The American Institute of Aeronautics and Astronautics (AIAA) has released its first annual list of top emerging aerospace technologies. Developed by AIAA’s Emerging Technologies Committee (ETC), the 2009 list comprises the following:

  1. “Greener Aviation” Technologies, including emission reduction and noise reduction technologies as used in the Federal Aviation Administration’s Continuous Low Emissions, Energy and Noise (CLEEN) program, and the European Environmentally Friendly Engine (EFE) program and “Clean Sky” Joint Technology Initiative.
  2. Alternative Fuels, including biofuels, as promoted by the FAA’s Commercial Aviation Alternative Fuels Initiative (CAAFI), and the recent FAA grant to the X Prize Foundation to spur development of renewable aviation fuels and technologies.
  3. High Speed Flight Technologies, such as supersonic and hypersonic aerodynamics, sonic boom reduction technology, and thermal management aids.
  4. Efficient Propulsion Technologies, including open rotors and geared turbofans, such as those used in the European DREAM (valiDation Radical Engine Architecture systeMs) program.
  5. Active Flow Technologies, such as plasma actuators.
  6. Advanced Materials, such as nanotechnology and composites.
  7. Active Structures, such as shape memory alloys, morphing, and flapping.
  8. Health Management, such as monitoring, prognostics, and self-healing.
  9. Remote Sensing Technologies, including unmanned aerial vehicles and satellites such as those used in NASA’s Global Earth Observation System of Systems (GEOSS) program.
  10. Advanced Space Propulsion Technologies, including plasma-based propulsion such as the Variable Specific Impulse Magnetoplasma Rocket, and solar sail technologies.

AIAA’s list reflects the expertise of the members of the Emerging Technologies Committee, as well as the results of a specially commissioned study.

The list provides guidance to AIAA for its institute development strategy, while helping shape the annual input AIAA provides to the United States Air Force Scientific Advisory Board.

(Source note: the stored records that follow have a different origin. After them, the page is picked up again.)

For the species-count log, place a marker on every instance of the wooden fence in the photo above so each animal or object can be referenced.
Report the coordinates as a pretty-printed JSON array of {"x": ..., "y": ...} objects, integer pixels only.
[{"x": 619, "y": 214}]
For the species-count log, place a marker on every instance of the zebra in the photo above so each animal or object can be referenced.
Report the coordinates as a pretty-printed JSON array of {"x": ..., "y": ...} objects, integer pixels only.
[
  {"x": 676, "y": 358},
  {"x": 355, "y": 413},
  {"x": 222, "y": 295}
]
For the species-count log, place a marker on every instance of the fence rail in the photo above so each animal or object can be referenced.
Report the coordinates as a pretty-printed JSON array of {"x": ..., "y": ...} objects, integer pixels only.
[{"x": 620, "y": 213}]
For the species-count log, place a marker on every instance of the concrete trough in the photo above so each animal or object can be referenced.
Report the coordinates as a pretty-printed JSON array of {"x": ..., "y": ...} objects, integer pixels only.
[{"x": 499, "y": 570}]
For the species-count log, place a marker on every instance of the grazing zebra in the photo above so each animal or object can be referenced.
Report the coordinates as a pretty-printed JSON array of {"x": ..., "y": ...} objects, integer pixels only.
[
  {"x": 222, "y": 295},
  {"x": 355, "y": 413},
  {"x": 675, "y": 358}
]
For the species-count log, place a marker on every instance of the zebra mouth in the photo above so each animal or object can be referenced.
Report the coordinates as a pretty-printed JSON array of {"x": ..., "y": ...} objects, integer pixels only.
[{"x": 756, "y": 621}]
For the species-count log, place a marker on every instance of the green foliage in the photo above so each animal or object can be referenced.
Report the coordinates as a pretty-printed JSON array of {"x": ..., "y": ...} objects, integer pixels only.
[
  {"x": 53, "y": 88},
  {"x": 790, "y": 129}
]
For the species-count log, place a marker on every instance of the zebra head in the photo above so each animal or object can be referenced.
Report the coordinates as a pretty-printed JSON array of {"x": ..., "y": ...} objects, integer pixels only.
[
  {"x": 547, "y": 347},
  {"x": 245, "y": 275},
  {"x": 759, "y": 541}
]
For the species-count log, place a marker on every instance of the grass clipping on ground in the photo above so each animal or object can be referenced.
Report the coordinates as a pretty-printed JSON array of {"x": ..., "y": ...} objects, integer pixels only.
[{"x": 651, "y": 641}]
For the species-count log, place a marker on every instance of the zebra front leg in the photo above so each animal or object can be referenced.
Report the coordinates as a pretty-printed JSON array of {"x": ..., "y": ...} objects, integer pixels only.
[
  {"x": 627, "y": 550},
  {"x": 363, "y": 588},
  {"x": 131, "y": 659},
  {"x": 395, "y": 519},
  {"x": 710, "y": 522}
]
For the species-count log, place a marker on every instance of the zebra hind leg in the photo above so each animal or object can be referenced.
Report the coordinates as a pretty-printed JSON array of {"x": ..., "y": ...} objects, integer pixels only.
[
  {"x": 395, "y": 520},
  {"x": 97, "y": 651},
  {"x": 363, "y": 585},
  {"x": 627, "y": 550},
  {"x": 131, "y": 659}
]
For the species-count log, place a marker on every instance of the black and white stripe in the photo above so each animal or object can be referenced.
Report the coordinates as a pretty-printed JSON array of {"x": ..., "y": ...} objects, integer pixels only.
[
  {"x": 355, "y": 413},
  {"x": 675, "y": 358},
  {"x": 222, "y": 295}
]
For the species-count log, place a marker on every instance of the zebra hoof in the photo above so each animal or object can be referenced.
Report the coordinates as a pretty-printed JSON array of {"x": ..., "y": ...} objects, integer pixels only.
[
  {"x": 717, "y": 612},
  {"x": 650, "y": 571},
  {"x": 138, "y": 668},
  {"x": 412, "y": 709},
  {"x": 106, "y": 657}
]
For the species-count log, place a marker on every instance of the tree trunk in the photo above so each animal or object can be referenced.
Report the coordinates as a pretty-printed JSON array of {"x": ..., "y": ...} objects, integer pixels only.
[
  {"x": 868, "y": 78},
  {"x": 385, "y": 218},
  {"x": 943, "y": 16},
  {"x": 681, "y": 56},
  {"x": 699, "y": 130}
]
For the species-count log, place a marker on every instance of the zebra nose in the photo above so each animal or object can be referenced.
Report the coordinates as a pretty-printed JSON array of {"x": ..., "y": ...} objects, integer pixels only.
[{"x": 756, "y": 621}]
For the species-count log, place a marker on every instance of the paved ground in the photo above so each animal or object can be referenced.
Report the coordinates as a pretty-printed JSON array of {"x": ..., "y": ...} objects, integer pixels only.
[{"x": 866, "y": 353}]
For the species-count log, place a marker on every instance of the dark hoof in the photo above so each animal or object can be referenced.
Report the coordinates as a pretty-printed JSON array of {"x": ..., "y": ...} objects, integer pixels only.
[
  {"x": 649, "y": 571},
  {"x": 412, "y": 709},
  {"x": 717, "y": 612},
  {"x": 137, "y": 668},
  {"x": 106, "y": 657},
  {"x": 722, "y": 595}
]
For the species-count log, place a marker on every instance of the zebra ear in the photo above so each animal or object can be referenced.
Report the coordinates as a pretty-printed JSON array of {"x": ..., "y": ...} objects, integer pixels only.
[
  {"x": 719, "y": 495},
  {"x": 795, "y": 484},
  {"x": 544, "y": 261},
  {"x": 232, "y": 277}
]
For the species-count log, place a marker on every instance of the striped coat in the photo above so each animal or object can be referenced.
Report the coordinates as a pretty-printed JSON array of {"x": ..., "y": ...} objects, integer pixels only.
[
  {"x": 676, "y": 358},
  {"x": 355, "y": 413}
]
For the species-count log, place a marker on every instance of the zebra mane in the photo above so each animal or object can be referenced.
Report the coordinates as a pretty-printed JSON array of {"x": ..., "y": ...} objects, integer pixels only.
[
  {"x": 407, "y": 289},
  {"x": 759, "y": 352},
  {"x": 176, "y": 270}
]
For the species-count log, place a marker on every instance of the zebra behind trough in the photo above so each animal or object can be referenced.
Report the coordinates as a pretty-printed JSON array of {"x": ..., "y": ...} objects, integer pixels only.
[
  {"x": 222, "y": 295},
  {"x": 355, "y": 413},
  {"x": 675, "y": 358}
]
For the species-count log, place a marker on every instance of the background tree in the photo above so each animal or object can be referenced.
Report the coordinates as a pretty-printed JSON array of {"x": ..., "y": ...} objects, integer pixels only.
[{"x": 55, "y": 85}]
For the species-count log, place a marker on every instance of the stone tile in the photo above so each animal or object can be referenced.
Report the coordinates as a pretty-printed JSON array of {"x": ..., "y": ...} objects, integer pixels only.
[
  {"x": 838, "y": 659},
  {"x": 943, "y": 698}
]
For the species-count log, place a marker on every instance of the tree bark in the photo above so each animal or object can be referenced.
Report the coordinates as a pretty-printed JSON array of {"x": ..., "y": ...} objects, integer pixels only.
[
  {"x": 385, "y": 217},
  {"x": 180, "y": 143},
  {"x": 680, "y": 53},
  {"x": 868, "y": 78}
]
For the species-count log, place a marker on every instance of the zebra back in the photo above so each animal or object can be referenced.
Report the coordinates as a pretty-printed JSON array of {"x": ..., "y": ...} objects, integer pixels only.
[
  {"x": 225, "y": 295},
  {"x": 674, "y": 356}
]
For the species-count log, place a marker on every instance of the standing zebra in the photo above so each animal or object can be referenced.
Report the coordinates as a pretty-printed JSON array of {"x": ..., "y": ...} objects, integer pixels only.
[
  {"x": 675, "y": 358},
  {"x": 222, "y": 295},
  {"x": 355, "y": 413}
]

The technologies listed represent the aerospace technologies in which research and technology development is most active from a global perspective.

—ETC chair Dan Jensen

The ETC is composed of three technical subcommittees: Aviation, Space, and Multidisciplinary and System Technologies. AIAA is the world’s largest technical society dedicated to the global aerospace profession, with more than 35,000 individual members worldwide, and 90 corporate members.



The list is clearly created by rocket scientists. They seem to agree that renewable fuels might come in handy but it doesnt take much to get them lusting after hypersonics. (Item 3 on their top 10 list). My personal favourite? Item 7. Flapping will be a great help when there is no Jet A -1. Clearly the concept of peak oil seems to have eluded the nerds.


Wrong again.

Actively controlled micro flaps on wing surfaces similar to fish scales have been shown to provide dramatic fuel savings by reducing aerodynamic drag.


I would like to see jet fuel made from biomass. There is no reason we can not do this, we just have not. We watch fuel prices go up and then we complain. It is about time to get it in gear once and for all and quit waiting for something to occur that will never occur unless we DO it.


Call me old fashioned, call me simple, but you don't need low drag surfaces when there is no Jet-A1 to fly.
Current oil consumption rates means a new Saudi sized oil resource has to be found each 2 years.
US aviation alone uses 22 billion gallons a year, roughly 3 times the current output of the ethanol industry. But you cant fly 747s on ethanol or gasoline, only Jet-A1 will do. When oil prices soared last time 25 airlines went bust or stopped operations.


Magnetoplasma propulsion sounds kinda great except where to get the power for the RF and superconductor systems? And what about the blasted H2 tankage problem?

Aren't there far more efficient ways to generate viable plasmas? At low energy?